Börsenkurse brechen ein und Ökonomen prophezeien einen wirtschaftlichen Niedergang. Die Nachrichten nach der Brexit-Entscheidung können beinahe Angst machen. Haben die Briten gegen ihre eigenen Interessen entschieden? Ich vermute: nur auf kurze Sicht.
Grundsätzlich und langfristig betrachtet ist die Entscheidung nachvollziehbar, sprich rational. Die Briten haben sich mit der Pro-Brexit-Mehrheit für ein System entschieden, auf welches sie als Wähler den meisten Einfluss haben, nämlich die nationale Gesetzgebung.
Die Wirkung der gestrigen Wahl freilich geht über Großbritannien hinaus. Denn mit der Abstimmung wurde den europäischen Institutionen eine unvergessbare Lehre erteilt. Die Botschaft ist: Betreibt ihr in Brüssel strukturell und inhaltlich eine Politik, die wir nicht unterstützen, dann finden wir Wege, euch nicht mehr zu unterstützen.
Warum diese Lehre wichtig ist? Einmal errichtete Institutionen verschwinden praktisch nie mehr aus sich heraus. Die Beharrungskräfte sind enorm. Die Macht der direkten Demokratie aber kann sie ins Wanken bringen. Wollen sie nicht einstürzen, müssen sich die Institutionen reformieren, sich den Bürgern zuwenden, demokratischer werden, im Kern: sich an den Interessen der Wähler ausrichten. Die wollen mitbestimmen. Mitbestimmung aber gibt es um so mehr, je niedriger die Entscheidungsebene ist: zu allererst in der Kommune, dann auf regionaler, dann auch Landesebene, zum Schluss auf europäischer und anderen supranationalen Ebene(n).

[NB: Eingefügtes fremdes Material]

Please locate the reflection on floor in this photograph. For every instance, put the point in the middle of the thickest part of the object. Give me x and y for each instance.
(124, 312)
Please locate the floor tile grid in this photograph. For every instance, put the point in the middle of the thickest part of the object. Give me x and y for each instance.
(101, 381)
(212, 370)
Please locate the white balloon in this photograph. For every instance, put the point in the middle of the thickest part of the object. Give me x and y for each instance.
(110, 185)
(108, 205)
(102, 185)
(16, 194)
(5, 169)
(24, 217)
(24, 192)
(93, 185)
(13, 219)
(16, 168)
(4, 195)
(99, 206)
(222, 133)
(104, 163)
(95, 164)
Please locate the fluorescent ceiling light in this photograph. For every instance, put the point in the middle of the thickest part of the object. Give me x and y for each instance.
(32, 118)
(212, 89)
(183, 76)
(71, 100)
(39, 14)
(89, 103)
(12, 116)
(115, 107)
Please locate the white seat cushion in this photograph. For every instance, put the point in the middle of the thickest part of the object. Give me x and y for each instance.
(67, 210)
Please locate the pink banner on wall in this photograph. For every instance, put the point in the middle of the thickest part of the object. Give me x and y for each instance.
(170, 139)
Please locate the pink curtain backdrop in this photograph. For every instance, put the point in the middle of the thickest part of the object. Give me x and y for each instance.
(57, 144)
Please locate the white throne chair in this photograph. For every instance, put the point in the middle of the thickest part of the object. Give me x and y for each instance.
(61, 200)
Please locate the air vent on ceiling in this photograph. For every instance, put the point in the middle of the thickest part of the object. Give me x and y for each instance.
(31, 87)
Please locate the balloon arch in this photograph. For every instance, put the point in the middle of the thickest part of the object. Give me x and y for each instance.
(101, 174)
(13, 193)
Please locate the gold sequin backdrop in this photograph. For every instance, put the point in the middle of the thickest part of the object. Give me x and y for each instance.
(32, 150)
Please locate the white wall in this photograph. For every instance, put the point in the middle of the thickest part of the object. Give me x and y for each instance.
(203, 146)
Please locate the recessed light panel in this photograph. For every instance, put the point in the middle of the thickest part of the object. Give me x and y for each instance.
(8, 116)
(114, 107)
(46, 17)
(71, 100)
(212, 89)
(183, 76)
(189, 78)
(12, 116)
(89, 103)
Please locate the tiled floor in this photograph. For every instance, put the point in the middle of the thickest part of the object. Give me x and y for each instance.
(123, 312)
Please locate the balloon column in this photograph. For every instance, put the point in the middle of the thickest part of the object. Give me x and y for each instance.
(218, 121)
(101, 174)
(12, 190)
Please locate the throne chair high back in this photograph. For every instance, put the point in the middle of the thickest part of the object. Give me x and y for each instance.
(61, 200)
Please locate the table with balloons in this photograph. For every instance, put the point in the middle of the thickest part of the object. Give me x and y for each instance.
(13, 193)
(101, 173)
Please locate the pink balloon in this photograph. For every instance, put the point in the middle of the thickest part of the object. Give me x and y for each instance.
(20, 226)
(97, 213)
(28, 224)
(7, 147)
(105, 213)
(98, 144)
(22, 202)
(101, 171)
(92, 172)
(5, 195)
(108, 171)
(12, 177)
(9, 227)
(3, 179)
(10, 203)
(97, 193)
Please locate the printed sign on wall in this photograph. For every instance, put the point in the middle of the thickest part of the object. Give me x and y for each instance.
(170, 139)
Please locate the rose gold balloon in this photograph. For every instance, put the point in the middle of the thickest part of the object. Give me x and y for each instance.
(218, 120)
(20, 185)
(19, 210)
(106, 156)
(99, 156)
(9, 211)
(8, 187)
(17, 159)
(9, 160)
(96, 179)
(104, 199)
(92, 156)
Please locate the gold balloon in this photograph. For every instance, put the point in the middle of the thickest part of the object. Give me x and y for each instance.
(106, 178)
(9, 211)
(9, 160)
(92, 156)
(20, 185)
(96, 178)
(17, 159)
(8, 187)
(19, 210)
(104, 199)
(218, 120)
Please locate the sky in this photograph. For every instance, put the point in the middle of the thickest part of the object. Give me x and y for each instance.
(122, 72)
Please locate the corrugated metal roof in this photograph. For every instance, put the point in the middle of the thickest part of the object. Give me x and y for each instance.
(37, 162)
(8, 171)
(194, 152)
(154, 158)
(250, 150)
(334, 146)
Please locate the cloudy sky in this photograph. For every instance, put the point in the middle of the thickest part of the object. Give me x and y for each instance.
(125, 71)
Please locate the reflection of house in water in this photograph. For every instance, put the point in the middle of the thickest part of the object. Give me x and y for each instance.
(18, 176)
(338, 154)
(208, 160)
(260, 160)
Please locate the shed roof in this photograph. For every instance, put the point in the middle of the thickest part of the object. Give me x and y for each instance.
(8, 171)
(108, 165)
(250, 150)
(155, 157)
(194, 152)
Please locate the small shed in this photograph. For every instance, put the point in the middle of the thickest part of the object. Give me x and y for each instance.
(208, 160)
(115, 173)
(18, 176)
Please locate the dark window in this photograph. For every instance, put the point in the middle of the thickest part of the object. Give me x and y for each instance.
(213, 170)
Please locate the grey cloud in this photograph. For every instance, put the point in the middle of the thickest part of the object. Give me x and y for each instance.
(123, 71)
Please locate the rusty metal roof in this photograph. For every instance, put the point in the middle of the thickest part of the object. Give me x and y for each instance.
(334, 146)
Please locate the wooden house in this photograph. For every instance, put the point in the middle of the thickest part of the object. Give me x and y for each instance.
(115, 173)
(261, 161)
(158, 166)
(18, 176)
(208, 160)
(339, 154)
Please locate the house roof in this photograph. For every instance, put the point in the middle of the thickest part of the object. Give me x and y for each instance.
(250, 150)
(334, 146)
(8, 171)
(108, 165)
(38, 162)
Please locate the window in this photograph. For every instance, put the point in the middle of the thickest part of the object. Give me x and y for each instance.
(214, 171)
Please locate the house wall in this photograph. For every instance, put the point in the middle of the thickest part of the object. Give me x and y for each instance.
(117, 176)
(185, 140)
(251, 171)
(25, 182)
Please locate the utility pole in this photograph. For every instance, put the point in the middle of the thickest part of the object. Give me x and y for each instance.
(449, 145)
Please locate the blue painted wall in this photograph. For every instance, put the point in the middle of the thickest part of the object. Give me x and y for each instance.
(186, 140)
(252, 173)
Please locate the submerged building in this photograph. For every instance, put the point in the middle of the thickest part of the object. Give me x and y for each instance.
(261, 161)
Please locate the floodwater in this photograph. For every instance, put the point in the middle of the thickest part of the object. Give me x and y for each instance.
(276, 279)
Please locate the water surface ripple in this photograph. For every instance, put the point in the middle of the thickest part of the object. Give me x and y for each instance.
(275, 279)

Die Einführung eines strikten Subsidiaritätsprinzips, Parlamente, die ihren Namen verdienen, inklusive einer für den Wähler zuordenbaren Finanzhoheit: damit würde aus der EU keine Herzensangelegenheit werden, aber deren Akzeptanz würde zunehmen – weil sich das Ohnmachtsgefühl der Wähler verringern würde.
Die EU-Institutionen werden, dank der Briten, gezwungen, sich in diese Richtung zu bewegen. Sie werden bürger- und demokratiefreundlicher – oder sie werden verschwinden. Wir können den Briten also dankbar sein, wir werden von ihrer Entscheidung profitieren. Möglicherweise mehr als sie selbst.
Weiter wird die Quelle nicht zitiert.